When applying for a Google Summer of Code grant to work with the Blender Foundation, your application must follow our application template (much of which we have borrowed from the Perl Foundation, with gratitude).
Before applying, please check with our ideas page for our requirements for acceptance, and for tips and examples of previous successful Summer of Code projects:
- Q: What will most help my odds of acceptance?
- A: There are a number of things you can do to help your odds
- A quality proposal - a well thought out proposal that shows you understand what you want to do and have reasonable expectations about what can be accomplished in the time you will have available
- Make a useful patch against Blender - this show that you can successfully read, edit, and compile our code.

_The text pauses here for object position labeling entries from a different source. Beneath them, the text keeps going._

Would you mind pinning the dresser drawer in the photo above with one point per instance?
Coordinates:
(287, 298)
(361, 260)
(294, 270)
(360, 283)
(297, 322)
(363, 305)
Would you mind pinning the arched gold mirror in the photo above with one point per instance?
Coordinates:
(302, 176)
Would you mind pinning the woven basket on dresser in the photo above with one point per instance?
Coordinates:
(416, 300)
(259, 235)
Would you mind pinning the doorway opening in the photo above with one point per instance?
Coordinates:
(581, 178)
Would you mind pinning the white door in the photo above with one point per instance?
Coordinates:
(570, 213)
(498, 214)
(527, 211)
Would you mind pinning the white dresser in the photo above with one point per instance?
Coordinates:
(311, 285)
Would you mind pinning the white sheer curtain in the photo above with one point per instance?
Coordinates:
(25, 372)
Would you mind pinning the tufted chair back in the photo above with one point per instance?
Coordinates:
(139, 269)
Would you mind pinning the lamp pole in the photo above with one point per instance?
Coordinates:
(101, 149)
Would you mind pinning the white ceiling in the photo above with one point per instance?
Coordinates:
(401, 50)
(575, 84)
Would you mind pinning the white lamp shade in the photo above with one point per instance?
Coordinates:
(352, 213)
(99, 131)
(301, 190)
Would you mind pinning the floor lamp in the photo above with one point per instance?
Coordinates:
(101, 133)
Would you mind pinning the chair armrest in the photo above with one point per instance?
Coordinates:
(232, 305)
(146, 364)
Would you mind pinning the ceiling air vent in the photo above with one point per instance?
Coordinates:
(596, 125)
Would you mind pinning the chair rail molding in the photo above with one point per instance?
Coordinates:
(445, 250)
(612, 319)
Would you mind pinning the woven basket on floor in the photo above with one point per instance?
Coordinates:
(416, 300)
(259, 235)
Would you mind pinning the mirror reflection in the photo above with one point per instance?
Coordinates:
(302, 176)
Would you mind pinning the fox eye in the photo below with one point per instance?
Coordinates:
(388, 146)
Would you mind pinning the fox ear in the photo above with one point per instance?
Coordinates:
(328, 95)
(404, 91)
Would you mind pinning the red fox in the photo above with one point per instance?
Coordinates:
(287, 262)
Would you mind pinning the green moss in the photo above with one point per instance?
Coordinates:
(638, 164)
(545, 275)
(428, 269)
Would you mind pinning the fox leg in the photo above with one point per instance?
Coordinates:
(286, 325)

- Discuss your application with us and get some feedback you can chat with us on IRC and post a link to your proposal to our mailing list, and of course we will give feedback in the GSoC interface also.
- Q: Is there some place that tells me the process of compiling Blender?
- A: See this documentation
- Q: Where can I learn more about Blenders code base?
- A: There is quite a bit of good documentation here
- Q: The Blender code base is huge! Where do I start?
- A: Have a look at the Files structure. The editor directory is usually a good place - it is where most of the operators live. Have a look at the header files and structs related to what you are interested in working on. The headers usually have the best overview of what a function does. (To find the struct a simple grep or other search for struct FooStructIWantToLookAt will find it for ya.) You can also start with writing python scripts, the API for our python tools is similar in many ways to our C API. You can often find out where some C code lives by seeing the python tool tips by hovering over a button and seeing what the operator name is. Also if you add a console window you can see what is output to it when you do an action. Then just search the code. Also putting a break on a function in a debugger and doing a back trace can help you find the path code took to get to your function of interest.
- Please provide your full name.
Email / IRC / WWW
- Where can we contact you? If you frequent our IRC channel (#blendercoders on irc.freenode.net) please let us know what your nick is. If you have a web page you'd like us to know about, please include it.
- A short description of your planned SoC project
Benefits to Blender
- Describe how your project will benefit Blender. Will it benefit artists using Blender for 3D content creation? Will it be an aid for future Blender development?
- Provide a user-level summary of the final output or results of your project. How does it integrate in Blender, and how does it cooperate with the rest of Blender's features? Note that end-user documentation should be one of the deliverables as well.
- A more detailed description.
- How long will the project take? When can you begin work?
- Include an estimated timeline of the project with mini-milestones
- Please also note any vacation time you expect to take during the project period.
- Do you have any possible school or work conflicts with your schedule?
- Who are you, what are you studying (and where), and what activities do you enjoy? What is your experience using Blender or other computer graphics programs? What (3D) code development projects you've realized? What makes you the best person to work on this project? If you have any history submitting bug fixes or patches to our tracker, please indicate what you have done.
Thank you for applying to work with Blender in the Google Summer of Code program!